October 2023
Philosophy of the City. Brooklyn NY
In 2019, the Government of Canada recognized the right to adequate housing under the National Housing Strategy Act (NHSA). The conceptual framework of the right to housing, the funding opportunities through federal investments, and the new accountability mechanisms under the NHSA have generated new opportunities for community-led and non-profit organizations. Housing has become a key strategic issue around which to mobilize both funding and advocacy agendas in support across a diverse array of social services and supports. The housing journeys of criminalized women and gender-diverse people reveal some of the deepest forms of economic, social, and spatial marginalization.
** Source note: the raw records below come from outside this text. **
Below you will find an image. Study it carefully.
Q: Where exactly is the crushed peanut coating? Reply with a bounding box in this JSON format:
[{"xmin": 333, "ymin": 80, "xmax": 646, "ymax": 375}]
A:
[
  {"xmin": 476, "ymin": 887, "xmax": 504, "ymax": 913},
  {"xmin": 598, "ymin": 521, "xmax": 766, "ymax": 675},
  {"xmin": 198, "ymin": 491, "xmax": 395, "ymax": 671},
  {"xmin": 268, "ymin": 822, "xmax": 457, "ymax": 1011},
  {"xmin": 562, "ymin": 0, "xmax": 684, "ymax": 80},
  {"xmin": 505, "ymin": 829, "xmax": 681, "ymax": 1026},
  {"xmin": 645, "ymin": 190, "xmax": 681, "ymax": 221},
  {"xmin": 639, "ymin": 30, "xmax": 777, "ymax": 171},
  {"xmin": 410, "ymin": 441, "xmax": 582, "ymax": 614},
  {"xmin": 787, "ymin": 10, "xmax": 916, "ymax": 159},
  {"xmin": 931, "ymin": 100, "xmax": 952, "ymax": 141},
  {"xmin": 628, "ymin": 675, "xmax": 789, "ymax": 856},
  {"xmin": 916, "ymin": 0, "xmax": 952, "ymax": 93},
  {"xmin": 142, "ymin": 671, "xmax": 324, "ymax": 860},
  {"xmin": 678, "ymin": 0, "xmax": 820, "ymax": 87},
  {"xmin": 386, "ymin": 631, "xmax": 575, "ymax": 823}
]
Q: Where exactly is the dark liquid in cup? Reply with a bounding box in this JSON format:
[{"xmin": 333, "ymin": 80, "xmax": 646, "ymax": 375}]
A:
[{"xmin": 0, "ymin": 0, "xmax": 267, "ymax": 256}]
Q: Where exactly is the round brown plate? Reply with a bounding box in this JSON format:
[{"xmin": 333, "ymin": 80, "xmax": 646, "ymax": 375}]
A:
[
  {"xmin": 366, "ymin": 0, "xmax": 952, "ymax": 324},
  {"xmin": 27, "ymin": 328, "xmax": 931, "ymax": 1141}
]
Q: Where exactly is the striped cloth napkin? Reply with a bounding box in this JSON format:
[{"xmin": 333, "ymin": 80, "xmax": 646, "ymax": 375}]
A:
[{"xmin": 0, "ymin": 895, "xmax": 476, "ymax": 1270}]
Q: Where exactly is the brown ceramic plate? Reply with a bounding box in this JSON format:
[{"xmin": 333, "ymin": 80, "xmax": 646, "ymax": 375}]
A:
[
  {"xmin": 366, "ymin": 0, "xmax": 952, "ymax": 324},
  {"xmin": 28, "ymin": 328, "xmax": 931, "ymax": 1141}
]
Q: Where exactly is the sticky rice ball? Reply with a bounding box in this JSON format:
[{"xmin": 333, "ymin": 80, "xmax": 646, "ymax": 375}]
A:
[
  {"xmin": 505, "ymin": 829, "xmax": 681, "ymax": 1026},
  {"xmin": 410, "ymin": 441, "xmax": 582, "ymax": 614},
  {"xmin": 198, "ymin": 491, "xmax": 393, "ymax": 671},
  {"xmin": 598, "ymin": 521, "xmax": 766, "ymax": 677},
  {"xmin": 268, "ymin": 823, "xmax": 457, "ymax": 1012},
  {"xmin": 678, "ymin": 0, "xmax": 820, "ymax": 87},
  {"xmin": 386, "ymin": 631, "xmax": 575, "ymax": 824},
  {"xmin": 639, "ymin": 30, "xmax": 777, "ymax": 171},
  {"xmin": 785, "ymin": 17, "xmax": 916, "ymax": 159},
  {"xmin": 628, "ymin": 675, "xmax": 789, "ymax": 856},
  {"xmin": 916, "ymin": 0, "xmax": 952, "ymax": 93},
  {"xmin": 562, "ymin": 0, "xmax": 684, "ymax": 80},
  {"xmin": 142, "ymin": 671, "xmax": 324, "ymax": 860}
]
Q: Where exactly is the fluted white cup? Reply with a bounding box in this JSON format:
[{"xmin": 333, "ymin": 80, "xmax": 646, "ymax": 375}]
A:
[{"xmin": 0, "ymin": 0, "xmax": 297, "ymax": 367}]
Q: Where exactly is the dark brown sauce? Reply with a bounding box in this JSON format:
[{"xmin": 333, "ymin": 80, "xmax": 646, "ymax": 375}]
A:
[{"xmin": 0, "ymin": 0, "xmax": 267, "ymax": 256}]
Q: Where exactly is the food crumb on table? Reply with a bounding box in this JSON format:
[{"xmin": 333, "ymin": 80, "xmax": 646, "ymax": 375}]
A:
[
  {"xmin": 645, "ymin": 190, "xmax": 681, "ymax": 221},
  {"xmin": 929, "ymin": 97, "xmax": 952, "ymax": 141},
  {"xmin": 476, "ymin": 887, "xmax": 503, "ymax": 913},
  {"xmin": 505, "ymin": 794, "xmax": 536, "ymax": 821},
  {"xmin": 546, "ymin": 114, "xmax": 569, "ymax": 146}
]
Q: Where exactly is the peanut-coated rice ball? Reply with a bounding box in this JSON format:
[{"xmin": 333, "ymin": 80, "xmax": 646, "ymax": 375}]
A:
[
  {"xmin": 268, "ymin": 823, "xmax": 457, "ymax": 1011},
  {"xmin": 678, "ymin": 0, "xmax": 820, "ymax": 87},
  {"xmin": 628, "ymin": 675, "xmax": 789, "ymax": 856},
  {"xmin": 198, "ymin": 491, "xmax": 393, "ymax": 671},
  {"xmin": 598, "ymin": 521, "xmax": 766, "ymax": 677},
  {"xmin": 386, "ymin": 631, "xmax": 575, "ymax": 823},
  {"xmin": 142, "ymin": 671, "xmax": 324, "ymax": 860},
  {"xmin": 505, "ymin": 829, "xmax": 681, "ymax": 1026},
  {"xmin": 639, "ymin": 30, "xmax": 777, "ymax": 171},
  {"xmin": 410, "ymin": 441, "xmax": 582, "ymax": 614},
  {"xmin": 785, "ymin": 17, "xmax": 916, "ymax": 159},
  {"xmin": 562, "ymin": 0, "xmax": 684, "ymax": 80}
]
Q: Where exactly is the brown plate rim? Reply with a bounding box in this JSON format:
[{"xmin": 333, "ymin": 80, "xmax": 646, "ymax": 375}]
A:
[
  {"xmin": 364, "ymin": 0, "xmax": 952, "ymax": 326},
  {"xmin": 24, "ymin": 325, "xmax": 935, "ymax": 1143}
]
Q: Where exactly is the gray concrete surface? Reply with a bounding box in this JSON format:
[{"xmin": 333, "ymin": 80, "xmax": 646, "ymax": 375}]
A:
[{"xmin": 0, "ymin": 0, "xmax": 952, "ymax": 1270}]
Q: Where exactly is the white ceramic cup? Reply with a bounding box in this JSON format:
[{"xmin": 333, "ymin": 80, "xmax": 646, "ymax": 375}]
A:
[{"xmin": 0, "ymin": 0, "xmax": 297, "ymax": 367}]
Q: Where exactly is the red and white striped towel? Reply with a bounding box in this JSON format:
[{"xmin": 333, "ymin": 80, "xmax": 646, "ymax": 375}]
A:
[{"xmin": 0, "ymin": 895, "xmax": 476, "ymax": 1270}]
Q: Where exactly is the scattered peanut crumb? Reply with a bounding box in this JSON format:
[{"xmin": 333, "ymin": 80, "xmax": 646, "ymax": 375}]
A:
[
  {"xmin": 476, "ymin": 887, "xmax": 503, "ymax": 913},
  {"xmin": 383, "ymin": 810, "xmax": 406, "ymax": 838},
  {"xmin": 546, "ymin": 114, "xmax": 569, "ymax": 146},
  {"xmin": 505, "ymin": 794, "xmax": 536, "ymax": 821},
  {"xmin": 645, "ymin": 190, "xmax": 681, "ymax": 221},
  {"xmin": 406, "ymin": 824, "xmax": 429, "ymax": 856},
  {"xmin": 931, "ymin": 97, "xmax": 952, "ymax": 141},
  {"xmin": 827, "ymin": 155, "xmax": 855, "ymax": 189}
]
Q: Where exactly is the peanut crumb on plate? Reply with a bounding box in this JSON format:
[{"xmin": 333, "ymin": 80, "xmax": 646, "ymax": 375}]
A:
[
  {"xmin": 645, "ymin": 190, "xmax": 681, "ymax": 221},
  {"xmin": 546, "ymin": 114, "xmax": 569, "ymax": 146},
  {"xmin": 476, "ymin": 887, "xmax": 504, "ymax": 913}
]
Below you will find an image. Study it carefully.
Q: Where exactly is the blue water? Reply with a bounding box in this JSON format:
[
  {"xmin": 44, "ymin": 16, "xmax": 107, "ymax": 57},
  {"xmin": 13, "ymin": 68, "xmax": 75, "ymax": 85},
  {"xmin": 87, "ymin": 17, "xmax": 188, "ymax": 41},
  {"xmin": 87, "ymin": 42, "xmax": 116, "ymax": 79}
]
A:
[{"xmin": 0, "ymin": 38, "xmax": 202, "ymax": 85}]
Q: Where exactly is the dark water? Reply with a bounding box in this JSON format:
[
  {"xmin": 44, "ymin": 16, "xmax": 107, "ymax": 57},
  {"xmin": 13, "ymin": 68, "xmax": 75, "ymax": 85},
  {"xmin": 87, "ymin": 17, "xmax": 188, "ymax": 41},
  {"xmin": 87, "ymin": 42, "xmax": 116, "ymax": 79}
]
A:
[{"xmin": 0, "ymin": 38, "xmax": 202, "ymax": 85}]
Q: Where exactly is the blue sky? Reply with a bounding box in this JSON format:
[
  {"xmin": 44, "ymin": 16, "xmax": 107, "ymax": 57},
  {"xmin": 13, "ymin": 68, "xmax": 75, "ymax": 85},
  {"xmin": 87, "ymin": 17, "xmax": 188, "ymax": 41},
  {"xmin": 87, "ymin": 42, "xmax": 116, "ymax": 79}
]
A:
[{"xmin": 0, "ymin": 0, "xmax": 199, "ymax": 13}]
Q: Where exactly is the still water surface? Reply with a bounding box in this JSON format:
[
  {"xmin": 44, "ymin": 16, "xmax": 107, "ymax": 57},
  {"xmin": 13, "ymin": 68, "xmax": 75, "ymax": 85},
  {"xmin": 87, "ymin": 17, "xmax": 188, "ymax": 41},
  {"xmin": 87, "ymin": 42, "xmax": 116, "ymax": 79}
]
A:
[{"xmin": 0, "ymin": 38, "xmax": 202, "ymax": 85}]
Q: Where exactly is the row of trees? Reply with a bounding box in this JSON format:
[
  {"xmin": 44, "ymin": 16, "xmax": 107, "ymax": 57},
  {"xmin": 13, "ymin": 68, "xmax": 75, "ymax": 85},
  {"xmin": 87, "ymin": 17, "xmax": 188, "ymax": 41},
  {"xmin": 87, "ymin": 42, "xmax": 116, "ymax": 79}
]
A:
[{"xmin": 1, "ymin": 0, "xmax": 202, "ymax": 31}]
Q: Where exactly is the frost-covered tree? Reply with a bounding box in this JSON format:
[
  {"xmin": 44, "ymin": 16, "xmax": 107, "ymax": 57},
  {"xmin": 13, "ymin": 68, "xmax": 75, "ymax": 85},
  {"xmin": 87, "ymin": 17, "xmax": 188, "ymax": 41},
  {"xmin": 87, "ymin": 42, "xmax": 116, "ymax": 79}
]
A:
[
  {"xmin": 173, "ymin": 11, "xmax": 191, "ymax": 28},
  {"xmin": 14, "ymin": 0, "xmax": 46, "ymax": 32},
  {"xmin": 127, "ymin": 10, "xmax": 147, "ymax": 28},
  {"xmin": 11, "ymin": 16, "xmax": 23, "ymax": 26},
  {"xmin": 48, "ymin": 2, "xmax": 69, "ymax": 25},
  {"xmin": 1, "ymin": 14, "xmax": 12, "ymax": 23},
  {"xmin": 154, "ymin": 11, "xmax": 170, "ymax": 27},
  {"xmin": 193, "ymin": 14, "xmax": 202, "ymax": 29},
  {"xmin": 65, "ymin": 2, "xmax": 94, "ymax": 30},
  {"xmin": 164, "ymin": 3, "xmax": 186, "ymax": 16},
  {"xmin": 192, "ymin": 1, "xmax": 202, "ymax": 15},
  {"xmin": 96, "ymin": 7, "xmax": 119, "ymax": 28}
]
Through lived experience and empirical evidence, we know there is a correlation between the varying ways that housing insecurity is experienced by women and gender-diverse people and the pathways to their involvement with the criminal justice system. Both feminist and abolition frameworks reveal critical intersections between the prison industrial complex, the non-profit industrial complex, racial capitalism, settler colonialism, and the housing sector. In my work with a national non-profit organization who provide housing and housing-related supports to criminalized women and gender diverse people, I proposed the following question inspired by Dolores Hayden: “what would a rights-based strategy to intersectional feminist and abolitionist housing be like?” The question holds space for critical engagements with feminist planning and abolition geography as part of the work of finding solutions to the housing crisis and working towards spatial justice and a world without prisons. This paper elaborates on these theoretical frameworks and arguments in setting up the design of participatory counter-mapping and speculative co-creation workshops with administrators, staff, and people with lived experience to imagine more-than-adequate housing that better respond to the needs of criminalized women and gender-diverse people, and that fundamentally work towards dismantling the systems that create pathways to both homelessness and incarceration.